My dream is dead.
“And a Happy Easter to you!” you would reply.
I can’t pinpoint when it happened exactly, but the slow decline of its vibrancy has placed it on life support for too long. And I am the one doctor remaining in the operating room who refuses to admit it’s over, while everyone else has backed away in solemn acceptance of the inevitable. I watched Grey’s Anatomy in college and my memory tells me I have just summarized every episode.
I’m leaving Laos. The vision I’ve had for the past eight years has breathed its last, and its dying wish is that I learn to dream again.

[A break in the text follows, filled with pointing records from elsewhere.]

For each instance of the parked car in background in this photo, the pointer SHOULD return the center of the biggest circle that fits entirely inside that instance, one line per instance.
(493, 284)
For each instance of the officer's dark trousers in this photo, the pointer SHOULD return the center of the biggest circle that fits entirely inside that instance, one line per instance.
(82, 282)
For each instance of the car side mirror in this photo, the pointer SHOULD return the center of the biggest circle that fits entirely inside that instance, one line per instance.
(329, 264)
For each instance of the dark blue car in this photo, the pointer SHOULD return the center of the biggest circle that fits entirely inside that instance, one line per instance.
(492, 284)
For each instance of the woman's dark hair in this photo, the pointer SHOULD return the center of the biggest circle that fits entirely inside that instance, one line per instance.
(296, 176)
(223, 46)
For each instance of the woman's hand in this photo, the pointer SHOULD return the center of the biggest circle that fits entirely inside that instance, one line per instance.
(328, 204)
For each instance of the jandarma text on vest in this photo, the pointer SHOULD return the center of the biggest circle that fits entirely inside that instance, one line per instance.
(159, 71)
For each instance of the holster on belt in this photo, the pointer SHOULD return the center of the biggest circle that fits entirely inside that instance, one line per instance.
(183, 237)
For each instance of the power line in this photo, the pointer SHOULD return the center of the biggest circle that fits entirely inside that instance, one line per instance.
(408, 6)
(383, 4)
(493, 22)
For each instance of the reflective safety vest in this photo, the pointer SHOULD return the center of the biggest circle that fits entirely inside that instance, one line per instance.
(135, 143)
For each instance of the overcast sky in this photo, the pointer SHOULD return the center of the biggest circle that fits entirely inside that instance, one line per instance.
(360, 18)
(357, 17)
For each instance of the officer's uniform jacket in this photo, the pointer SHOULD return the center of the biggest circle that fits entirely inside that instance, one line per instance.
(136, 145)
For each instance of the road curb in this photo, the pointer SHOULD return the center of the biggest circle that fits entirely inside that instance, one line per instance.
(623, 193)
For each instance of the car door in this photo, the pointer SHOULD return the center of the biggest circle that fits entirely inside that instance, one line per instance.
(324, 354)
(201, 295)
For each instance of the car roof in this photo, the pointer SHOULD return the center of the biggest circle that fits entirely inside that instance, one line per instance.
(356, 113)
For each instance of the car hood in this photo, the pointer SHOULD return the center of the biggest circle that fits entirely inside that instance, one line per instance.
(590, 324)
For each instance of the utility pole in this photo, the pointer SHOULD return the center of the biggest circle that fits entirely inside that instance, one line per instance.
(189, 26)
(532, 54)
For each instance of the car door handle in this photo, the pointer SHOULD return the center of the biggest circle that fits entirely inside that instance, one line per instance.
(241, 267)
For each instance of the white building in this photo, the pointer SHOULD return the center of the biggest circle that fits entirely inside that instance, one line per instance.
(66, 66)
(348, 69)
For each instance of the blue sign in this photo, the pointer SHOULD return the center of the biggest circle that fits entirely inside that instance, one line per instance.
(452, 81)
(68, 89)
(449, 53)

I’m afraid I’ve heard that before.
I heard it when I realized the WNBA was not a viable (or desirable) career option; when my friends moved away in violation of multiple pinky promises and verbal pacts; when I moved away in the same fashion. I fear because I walk toward whatever comes next with a resigned certainty that it will end. My mind gets it, my heart hates it, and my heart always wins.
Easter is, as they say, all the things. It is sad and joyous, beautiful and abhorrent, convicting and freeing. It is also scary. Not for us, because we don’t die at Easter. Jesus of Nazareth does; and on that day, when he asks his Father if there is another way, we know that there is not. Donald Macleod writes,
“The wonder of the love of Christ for his people is not that for their sake he faced death without fear, but that for their sake he faced it, terrified. Terrified by what he knew, and terrified by what he did not know, he took damnation lovingly,” (Donald Macleod, “The Person of Christ,” P. 175).
I don’t know Jesus nearly as well as I would like, but I think there must have been great remembrance in that fear. History demanded it. The sins of mankind hung heavily in the air, and as they too met death on the cross, their last wish was silenced by Christ’s triumph.
Today I writhe over the end of something incomparably less significant, but I afford those sins no remembrance of my own. Instead, I look to their final resting place and consider the one death that gave us all life. I doubt that anyone has ever remembered this eternity altering promise enough.
As I say goodbye to four years in Laos, to teammates that are family, to events that changed me forever, I live in a constant state of reflection.
“Remember when that bull charged that guy in the middle of the road.”
“Remember when there was a cockroach inside my helmet?”
“Remember how you would buy me waffles when I was sad?”
I do remember, and it is what makes the end so sad. This week, I remembered so far back that I read my journal that spanned the six months leading up to my departure for Laos.
Fear. I found a lot of fear in that journal. I mean, I could have written it yesterday. It was the death of another dream. (Should I interrupt myself here and clue you into my hopelessly dramatic disposition, or are you getting that? You’re getting it.)
My words were sad and final and full of moments that colored that season so richly. They also carried the same remembrance of the cross, and it is this memory that transcends the finite boundaries of my earthly dreams, allowing them to die when needed, and be reborn just the same.
I will learn to dream again. I’m perhaps even a little nervous and excited and afraid to say I’ve already started. That inkling of fear slingshots me again to Calvary, to a Savior, trembling over what waited next. But Jesus’ fear does not exist so that I might have a companion in my angst, but so that I would never have to fear again. It dies with him, and begs us to remember:
When we were dead in our trespasses.
When we first believed and the veil was lifted.
When Jesus drank the cup of wrath and presented us with the cup of glory.
Remember with me today, that endings are not the end or the beginning. They are a symbol, urging us to look to Christ, whose supreme hope is that we glorify God and enjoy Him forever. It is this dream that never dies, draws no final breath, and calls all other dreams to itself and asks “are you willing to sacrifice yourself”? And if they answer “yes,” they will change us forever, sting when they come to a close, and color our lives with the memories we most fondly recall with, “Remember when.”
Does Christ have full ownership of your dreams?
How can you more fully surrender your dreams to Christ?